The early stages of embryonic development hold numerous enigmas that, once unraveled, can provide valuable insights into birth defects and facilitate the development of regenerative medicine treatments. Researchers at Monash University’s Australian Regenerative Medicine Institute (ARMI) have shed light on a crucial phase in mammalian embryonic development through innovative imaging techniques, as reported in Nature Communications.

Lead researcher Dr. Jennifer Zenker explained that within a few days of embryogenesis, when the embryo consists of 16 cells, a critical decision must be made. The embryo must determine which cells will contribute to its own development and which will become extra-embryonic tissue like the placenta.

In their study, the research team uncovered the mechanisms behind this decision-making process by examining the internal organization of individual cells in the early embryo.
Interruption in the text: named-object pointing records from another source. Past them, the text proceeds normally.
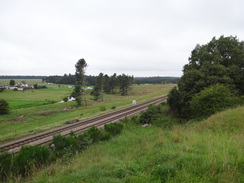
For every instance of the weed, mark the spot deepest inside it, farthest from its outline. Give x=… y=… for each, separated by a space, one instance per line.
x=113 y=128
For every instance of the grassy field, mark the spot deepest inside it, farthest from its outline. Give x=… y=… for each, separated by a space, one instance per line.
x=29 y=115
x=28 y=81
x=208 y=151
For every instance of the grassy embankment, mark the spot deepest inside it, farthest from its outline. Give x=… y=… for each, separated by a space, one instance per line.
x=208 y=151
x=35 y=117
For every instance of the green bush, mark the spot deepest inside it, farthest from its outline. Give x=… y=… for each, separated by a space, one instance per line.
x=151 y=114
x=29 y=157
x=65 y=99
x=102 y=108
x=212 y=99
x=94 y=134
x=6 y=164
x=164 y=172
x=105 y=136
x=113 y=107
x=113 y=128
x=4 y=107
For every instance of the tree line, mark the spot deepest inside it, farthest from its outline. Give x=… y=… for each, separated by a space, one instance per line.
x=103 y=84
x=212 y=80
x=22 y=77
x=91 y=80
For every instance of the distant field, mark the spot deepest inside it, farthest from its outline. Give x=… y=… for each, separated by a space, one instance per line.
x=28 y=81
x=203 y=151
x=37 y=117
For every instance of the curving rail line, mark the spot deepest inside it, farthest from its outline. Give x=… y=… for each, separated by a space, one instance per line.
x=46 y=137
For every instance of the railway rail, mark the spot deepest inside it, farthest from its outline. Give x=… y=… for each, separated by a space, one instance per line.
x=80 y=126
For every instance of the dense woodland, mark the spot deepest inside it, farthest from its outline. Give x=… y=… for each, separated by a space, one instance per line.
x=70 y=79
x=213 y=79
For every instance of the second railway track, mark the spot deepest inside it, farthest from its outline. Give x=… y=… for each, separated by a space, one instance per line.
x=46 y=137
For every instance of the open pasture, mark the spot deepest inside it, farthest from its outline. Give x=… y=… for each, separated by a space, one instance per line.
x=34 y=117
x=28 y=81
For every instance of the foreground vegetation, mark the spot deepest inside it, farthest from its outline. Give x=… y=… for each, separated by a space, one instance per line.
x=29 y=116
x=169 y=151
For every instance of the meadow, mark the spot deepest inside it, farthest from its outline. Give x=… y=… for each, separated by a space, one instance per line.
x=198 y=151
x=34 y=111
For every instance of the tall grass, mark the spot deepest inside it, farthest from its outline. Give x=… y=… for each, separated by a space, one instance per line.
x=43 y=117
x=206 y=151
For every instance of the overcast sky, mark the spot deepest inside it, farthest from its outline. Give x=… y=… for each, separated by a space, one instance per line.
x=135 y=37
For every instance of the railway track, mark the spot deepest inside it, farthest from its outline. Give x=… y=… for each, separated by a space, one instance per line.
x=45 y=137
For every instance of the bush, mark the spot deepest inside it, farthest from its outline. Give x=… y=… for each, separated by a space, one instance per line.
x=65 y=99
x=113 y=107
x=211 y=100
x=4 y=107
x=113 y=128
x=152 y=113
x=102 y=108
x=6 y=164
x=105 y=136
x=29 y=157
x=94 y=134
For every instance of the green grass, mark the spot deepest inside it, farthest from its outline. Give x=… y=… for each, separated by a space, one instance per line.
x=38 y=117
x=207 y=151
x=28 y=81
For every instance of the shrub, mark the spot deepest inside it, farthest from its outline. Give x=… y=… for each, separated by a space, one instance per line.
x=212 y=99
x=113 y=107
x=152 y=113
x=4 y=107
x=105 y=136
x=83 y=141
x=94 y=134
x=113 y=128
x=65 y=99
x=6 y=164
x=102 y=108
x=29 y=157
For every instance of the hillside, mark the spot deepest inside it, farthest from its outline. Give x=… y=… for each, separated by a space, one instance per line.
x=207 y=151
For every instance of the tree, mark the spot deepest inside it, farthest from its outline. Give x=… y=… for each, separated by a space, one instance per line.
x=97 y=91
x=221 y=61
x=12 y=82
x=79 y=91
x=212 y=99
x=124 y=83
x=4 y=107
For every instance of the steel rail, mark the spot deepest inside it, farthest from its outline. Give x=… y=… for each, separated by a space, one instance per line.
x=46 y=137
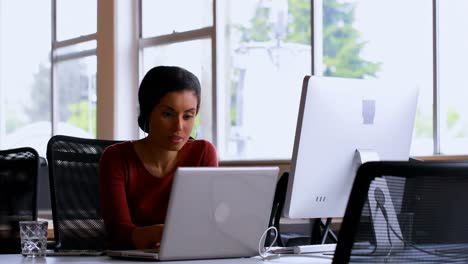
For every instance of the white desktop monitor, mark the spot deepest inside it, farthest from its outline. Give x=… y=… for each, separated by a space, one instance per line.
x=338 y=116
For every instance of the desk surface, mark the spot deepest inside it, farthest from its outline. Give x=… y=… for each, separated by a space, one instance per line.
x=19 y=259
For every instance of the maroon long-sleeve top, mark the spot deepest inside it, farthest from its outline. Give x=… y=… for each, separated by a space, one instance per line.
x=131 y=197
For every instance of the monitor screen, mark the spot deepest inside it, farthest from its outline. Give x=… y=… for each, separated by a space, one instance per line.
x=338 y=116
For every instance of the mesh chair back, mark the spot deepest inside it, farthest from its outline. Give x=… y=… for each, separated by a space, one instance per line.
x=401 y=212
x=74 y=192
x=18 y=191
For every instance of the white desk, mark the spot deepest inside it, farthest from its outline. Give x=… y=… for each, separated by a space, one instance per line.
x=19 y=259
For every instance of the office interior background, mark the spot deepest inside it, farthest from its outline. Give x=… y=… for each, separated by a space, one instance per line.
x=73 y=67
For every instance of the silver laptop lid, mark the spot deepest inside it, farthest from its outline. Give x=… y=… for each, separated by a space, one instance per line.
x=218 y=212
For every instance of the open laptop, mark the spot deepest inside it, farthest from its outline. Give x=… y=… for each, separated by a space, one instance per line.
x=214 y=213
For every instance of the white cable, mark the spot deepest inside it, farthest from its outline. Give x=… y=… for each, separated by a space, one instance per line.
x=261 y=249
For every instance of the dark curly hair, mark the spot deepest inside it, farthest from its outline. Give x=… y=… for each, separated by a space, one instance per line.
x=160 y=81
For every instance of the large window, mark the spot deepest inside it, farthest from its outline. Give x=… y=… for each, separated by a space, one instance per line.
x=74 y=68
x=362 y=39
x=250 y=56
x=265 y=52
x=25 y=91
x=264 y=48
x=453 y=81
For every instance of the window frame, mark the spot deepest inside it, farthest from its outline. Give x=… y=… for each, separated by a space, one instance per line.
x=56 y=58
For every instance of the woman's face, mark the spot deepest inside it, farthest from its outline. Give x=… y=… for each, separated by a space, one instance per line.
x=172 y=119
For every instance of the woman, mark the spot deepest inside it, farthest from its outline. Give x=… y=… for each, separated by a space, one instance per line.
x=136 y=176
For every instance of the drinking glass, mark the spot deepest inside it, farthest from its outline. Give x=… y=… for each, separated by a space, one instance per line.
x=33 y=238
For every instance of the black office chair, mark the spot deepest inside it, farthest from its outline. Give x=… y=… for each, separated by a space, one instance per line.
x=18 y=194
x=74 y=192
x=423 y=220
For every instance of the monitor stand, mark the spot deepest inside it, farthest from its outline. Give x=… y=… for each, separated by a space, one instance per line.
x=388 y=236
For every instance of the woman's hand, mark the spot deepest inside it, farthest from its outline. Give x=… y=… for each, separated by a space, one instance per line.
x=147 y=236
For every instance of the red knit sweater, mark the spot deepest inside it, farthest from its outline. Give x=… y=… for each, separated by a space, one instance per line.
x=131 y=197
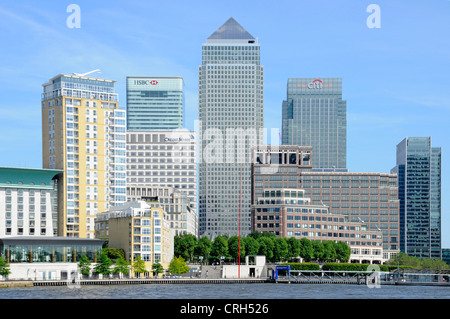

“RNA, specifically ribonucleic acid, plays a pivotal role in this process. At the 16-cell stage, different types of RNA, including rRNAs, mRNAs, and tRNAs, are sorted to the apical and basal sides of the cell. The distribution of these RNA subtypes determines the fate of the next generation of cells in the embryo,” Dr. Zenker elaborated.

Interestingly, while most mRNAs and tRNAs remain localized at the apical side, the majority of rRNA molecules travel to the basal side by hitchhiking on lysosomes, which are organelles within the cell. Despite containing less overall RNA content, the apical sides of the outer 16-cell stage cells house the complete collection of RNAs and other factors necessary for protein production.

Conversely, the crowded basal side primarily contains rRNAs. Daughter cells that inherit the more active protein factories from the apical side become more specialized and develop into future placental cells. On the other hand, daughter cells that retain pluripotency—the ability to differentiate into any cell type in the adult organism—receive the less translationally active bulk of rRNA.

Such cell fate decisions, including the one described above, are pivotal during development as they determine how these early cells ultimately differentiate into specific cell types like skin cells, heart muscle cells, or brain cells. The ability to orchestrate cell fate has profound implications for regenerative medicine, as it opens up avenues for generating stem cell-based treatments for various diseases and conditions.

Dr. Zenker highlighted the significance of early cellular organization in influencing the trajectory of cell fate, stating that their research could pave the way for predicting and guiding such decisions.